O relatório do Painel Intergovernamental sobre as Alterações Climáticas de 2018 estima que cerca de um quarto do total das emissões de gases de efeito de estufa tem origem no sector agroalimentar, usos de solo e florestas através das emissões diretas decorrentes da produção (sobretudo a animal), mas também do impacto da desflorestação para satisfazer o aumento global do consumo de proteína animal (e.g. rações para animais de produção). Já o relatório publicado em 2019 da Comissão EAT- Lancet vai mais longe e apela à redução do consumo de carne e de outros produtos de origem animal nas sociedades ocidentais, promovendo o aumento do consumo de produtos de origem vegetal.

Consumos e mudança alimentar em Portugal

Num recente policy brief do OBSERVA – Observatório de Ambiente, Território e Sociedade do ICS-ULibsoa sobre As Políticas Alimentares em Portugal, refere-se que houve uma conversão rápida do consumo alimentar com os restantes países ocidentais ao longo das últimas quatro décadas.

Afastámo-nos do padrão da dieta mediterrânica (atualmente a proporção de portugueses com adesão elevada a este padrão situa-se nos 26%, sobretudo entre as mulheres) e aumentámos substancialmente o consumo de produtos de origem animal. Segundo dados do Instituto Nacional de Estatística o consumo anual de carne atingiu os 119Kg/per capita em 2019, sendo as carnes mais consumidas o porco (que duplicaram entre 1980 e 2019 para 44,3kg por pessoa/ano) e as aves que quase triplicaram no mesmo período para 44,4kg por pessoa/ano.

Mas também somos o segundo país da União Europeia, a seguir a Malta, que mais consome pescado (em 2018 com 61Kg/per capita/por ano), e garantimos igualmente o terceiro lugar no pódio mundial, logo a seguir aos japoneses e islandeses. Seriam boas notícias não fosse o contributo do pescado na pegada de carbono alimentar dos portugueses, para além de todos os problemas com a saúde e insustentabilidade dos recursos pesqueiros e marinhos (sobrepesca, poluição, perda de biodiversidade).

Uma alimentação nutricionalmente desadequada e desequilibrada com excesso de proteína animal, gorduras saturadas, açúcar e sal, aliada à insuficiência na ingestão de hortofrutícolas (em média 284gr/dia, muito abaixo dos 400gr/dia recomendados pela Organização Mundial de Saúde) tem acelerado o aumento das doenças cardiovasculares, da diabetes e do excesso de peso entre a população portuguesa. Os hábitos alimentares dos portugueses conjugam uma pegada de carbono elevada, mas também uma baixa qualidade nutricional.

Apesar de tudo, os resultados do Segundo Grande Inquérito à Sustentabilidade em Portugal conduzido pelo ICS-ULisboa, em parceria com a Missão Continente e, a partir de uma amostra representativa da população portuguesa, apontaram para que 65% dos inquiridos já faziam, em 2018, pelo menos uma refeição de base vegetal (almoço/jantar) durante a semana. Aqueles que mais demonstraram abertura para uma mudança de hábitos alimentares foram sobretudo as mulheres, os mais novos, os mais escolarizados e os residentes em áreas metropolitanas.

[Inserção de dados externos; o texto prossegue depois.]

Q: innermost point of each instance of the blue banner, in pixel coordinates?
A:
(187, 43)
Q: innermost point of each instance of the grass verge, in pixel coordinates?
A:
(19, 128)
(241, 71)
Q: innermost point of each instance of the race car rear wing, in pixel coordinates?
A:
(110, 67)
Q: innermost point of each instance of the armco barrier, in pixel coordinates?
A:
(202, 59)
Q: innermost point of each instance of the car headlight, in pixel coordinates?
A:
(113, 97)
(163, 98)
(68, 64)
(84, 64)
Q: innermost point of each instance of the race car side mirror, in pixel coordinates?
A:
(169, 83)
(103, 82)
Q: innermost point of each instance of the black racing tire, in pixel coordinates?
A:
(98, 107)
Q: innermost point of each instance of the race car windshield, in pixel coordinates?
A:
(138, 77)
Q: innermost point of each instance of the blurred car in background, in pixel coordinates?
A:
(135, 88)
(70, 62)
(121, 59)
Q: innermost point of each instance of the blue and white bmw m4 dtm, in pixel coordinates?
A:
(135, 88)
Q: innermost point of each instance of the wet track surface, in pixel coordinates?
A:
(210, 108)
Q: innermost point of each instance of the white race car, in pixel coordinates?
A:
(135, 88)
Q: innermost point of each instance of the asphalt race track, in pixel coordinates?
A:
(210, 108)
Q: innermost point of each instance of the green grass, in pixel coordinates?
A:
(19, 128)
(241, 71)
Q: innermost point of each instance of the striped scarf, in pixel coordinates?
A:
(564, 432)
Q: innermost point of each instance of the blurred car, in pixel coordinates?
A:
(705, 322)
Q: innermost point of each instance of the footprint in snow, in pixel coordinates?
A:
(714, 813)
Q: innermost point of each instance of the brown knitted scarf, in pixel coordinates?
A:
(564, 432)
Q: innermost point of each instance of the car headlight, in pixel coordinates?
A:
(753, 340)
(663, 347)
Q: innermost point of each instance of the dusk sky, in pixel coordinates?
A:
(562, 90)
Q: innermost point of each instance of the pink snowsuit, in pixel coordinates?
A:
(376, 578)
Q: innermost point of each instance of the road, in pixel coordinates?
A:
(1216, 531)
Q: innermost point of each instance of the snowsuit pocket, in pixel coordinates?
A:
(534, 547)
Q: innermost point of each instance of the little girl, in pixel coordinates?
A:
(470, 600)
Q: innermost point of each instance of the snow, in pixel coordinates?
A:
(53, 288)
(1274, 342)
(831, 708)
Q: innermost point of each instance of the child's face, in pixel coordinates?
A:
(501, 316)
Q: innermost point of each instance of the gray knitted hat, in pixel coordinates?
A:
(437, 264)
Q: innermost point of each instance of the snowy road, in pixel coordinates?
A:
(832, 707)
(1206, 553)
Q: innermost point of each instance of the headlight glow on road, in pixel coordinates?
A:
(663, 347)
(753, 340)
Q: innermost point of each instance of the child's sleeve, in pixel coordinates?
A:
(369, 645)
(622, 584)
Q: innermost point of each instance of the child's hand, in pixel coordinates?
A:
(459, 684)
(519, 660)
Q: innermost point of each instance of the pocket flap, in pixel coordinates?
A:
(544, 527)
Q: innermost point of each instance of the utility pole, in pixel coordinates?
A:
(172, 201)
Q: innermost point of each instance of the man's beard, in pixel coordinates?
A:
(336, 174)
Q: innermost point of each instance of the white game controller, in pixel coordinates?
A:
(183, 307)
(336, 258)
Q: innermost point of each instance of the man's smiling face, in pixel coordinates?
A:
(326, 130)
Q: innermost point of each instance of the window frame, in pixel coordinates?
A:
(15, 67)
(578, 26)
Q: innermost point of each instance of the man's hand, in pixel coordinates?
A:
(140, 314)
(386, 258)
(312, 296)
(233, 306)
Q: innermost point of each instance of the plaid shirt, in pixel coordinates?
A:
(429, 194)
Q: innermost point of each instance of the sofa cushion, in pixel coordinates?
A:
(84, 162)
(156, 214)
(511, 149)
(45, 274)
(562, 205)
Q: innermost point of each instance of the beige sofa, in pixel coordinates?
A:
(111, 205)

Para a mudança de hábitos alimentares é necessário atuar simultaneamente em três frentes: informação e educação, isto é, capacitar as pessoas com conhecimentos e competências sobre alimentação saudável e sustentável adequados às dinâmicas do seu quotidiano; facilitar o acesso a produtos mais saudáveis e sustentáveis nos estabelecimentos comerciais e de restauração, bem como divulgá-los nos circuitos de amigos e família e, por fim, promover valores, significados e emoções em torno da saúde e sustentabilidade, tendo aqui a publicidade e os media um papel crucial.

Ao mesmo tempo é necessário esvaziar a força de práticas alimentares menos saudáveis e sustentáveis e incentivar alternativas, por exemplo, a Dieta Mediterrânica que promove uma pegada alimentar mais reduzida. Também é importante atuar no conjunto de práticas que vão além da alimentação (trabalho, entretenimento, desporto, compras, transporte, mobilidade). A mudança de hábitos alimentares requer alterar outras atividades diárias que nada têm que ver com a alimentação!